Unfortunately, my wireless NIC does not support the “-g” and “-G” options we explored in Experiment 1. So I cannot try reducing the transmit ring. If yours does, I encourage you to to try twisting that knob as in the first experiments. hypothesize my wireless NIC has a transmit ring of order the same size as the ethernet NIC we explored in Experiment
Move the test computer further from the router, until, say, you can only 6 Mbps of bandwidth (your actual goodput will be less; remember, just because your radio is signalling at 6Mbps doesn’t mean you are able to get that much actual wireless bandwidth).
Remember to set your txqueuelen back to its original value (e.g. ”ifconfig wlan0 txqueuelen 1000“, for my laptop).
Run the experiment again. What do you observe? Why? I observe up to several seconds of latency; the lower the bitrate, the higher the latency.
Third experiment (while still remote enough the bandwidth available is low).
Try web browsing in another window, during the copy. What do you think of this result? I don’t think you will like it at all. I sure don’t.
As in Experiment 1, reduce your txqueuelen to zero in several steps (e.g.”ifconfig wlan0 txqueuelen 0“). What do you observe?
I observe the latency drop to only a bit over a hundred milliseconds (but with substantial jitter.
Unfortunately, my wireless Intel NIC does not support the “-g” and “-G” options So I cannot try reducing the transmit ring in the wireless device as I could on ethernet. I hypothesize a similarly large ring for the wireless chip.
Repeat experiment 2, but copy YourFavoriteBigFile from your server back to your system. Make sure that there is more bandwidth from where you are copying from than the wireless link.
On a Linksys E3000 router running commercial firmware, my latencies reach 500ms or more, with high jitter at 54Mbps data-rate, with high ping packet loss when pinging from the transmitting direction. On a Netgear WNDR3700, running OpenWRT 10.03, changing txqueuelen seems to have no effect, but the latency is stuck at around 200ms. In a quick test at 6Mb/second, I observed 4 second (highly variable) latency; at 12Mb/second, I observe about 2 second (highly variable) latency.

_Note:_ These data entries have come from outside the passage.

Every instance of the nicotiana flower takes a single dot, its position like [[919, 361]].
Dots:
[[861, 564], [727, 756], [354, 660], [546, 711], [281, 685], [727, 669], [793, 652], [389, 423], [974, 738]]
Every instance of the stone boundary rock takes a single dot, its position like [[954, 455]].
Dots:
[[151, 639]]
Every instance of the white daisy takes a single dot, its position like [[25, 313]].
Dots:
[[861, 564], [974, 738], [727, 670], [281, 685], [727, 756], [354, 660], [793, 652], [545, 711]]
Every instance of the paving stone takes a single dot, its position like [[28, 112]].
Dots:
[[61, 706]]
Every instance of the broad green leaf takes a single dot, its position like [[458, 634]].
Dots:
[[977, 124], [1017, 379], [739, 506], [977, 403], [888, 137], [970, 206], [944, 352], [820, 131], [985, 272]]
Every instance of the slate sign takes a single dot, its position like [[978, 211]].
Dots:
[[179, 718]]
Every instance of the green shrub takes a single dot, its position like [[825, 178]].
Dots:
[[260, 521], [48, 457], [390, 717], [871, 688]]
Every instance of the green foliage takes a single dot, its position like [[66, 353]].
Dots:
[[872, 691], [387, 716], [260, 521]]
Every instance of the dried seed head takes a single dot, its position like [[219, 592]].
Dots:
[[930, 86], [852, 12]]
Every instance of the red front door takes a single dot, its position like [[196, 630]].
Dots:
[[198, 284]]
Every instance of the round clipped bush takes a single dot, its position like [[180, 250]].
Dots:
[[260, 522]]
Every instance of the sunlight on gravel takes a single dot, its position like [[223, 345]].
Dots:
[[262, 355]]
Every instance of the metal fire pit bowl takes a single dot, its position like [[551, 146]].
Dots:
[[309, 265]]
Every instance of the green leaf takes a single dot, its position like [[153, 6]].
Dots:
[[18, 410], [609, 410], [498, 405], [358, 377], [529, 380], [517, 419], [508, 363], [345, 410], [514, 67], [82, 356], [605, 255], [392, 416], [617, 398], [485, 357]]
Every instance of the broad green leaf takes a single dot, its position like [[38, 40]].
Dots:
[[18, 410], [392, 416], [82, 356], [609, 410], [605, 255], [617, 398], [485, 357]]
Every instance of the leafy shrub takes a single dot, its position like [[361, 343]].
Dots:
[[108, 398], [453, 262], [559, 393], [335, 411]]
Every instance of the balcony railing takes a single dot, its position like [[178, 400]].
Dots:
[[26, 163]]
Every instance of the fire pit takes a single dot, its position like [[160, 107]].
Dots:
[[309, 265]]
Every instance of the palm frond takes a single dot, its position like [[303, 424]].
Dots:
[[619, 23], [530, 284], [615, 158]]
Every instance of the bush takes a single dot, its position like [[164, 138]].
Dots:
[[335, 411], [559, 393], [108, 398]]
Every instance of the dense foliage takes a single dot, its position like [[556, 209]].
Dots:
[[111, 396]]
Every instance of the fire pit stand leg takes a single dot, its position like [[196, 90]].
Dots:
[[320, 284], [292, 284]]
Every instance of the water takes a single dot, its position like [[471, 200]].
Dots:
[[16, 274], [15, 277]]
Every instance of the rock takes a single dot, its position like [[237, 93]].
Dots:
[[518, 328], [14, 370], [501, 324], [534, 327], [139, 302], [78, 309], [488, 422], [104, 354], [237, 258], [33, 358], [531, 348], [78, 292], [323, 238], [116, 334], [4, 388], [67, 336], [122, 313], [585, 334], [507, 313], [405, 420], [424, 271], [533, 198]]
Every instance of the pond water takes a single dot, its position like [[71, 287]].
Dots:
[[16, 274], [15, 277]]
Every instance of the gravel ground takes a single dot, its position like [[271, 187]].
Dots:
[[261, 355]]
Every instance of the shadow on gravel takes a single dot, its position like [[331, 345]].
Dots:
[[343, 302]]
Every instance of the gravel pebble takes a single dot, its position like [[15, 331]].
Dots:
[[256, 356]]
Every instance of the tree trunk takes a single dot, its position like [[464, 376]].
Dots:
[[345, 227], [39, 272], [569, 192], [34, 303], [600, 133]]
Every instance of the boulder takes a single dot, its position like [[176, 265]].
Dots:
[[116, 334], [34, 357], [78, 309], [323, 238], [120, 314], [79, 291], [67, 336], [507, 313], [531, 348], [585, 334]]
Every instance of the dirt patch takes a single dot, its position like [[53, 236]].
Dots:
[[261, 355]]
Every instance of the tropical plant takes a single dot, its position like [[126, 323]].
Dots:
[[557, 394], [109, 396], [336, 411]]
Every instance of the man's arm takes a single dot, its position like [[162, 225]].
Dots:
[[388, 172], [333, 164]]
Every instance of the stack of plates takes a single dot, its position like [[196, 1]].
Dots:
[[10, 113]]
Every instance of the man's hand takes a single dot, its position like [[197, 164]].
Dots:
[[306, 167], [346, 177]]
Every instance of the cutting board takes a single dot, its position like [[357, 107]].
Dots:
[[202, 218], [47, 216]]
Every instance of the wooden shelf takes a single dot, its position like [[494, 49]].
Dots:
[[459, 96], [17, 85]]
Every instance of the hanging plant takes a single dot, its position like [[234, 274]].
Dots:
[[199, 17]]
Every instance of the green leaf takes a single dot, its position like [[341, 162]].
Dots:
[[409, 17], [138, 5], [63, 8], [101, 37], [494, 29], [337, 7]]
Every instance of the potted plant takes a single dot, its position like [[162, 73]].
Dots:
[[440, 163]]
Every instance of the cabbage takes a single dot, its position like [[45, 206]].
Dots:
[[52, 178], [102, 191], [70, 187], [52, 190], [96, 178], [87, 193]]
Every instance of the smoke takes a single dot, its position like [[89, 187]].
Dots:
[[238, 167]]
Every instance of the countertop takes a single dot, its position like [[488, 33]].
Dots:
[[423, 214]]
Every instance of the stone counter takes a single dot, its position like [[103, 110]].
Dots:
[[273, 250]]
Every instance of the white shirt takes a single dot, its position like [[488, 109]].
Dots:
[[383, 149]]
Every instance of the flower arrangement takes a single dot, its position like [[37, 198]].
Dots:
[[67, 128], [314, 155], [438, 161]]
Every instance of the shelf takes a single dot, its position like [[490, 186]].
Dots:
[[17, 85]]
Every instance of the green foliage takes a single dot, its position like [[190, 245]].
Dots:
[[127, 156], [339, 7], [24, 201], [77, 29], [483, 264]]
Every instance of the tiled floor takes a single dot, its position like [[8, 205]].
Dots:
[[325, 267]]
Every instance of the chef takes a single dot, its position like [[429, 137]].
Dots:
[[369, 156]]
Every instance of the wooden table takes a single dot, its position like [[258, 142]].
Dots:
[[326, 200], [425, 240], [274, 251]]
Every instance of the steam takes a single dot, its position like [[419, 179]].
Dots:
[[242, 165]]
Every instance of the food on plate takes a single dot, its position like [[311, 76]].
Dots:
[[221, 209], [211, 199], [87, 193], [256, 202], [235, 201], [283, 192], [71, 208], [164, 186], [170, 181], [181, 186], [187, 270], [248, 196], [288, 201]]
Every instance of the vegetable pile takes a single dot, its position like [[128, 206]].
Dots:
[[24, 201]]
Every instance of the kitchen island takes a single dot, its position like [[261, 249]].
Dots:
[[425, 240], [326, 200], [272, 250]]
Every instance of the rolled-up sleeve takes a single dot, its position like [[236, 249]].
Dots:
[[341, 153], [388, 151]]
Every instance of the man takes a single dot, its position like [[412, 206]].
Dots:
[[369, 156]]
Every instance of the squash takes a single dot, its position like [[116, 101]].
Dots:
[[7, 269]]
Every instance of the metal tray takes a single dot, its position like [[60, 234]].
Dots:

Note that twisting the txqueuelen knob (and/or transmit rings) on your laptop has no effect, but by logging into your router and twisting the knob, you may (or may not be able to) eliminate most of the latency. On a Linksys WRT-54TM running Gargoyle router code version 1.3.8, I can reduce the latency (when at 54Mbps) from of order 1 second (with high jitter) to around 20ms by setting txqueuelen to 10 on wl0 (you can’t go to zero on this hardware, I surmise). This is still higher than it should be from first principles, but closer to something tolerable.
Your home network can’t walk and chew gum at the same time.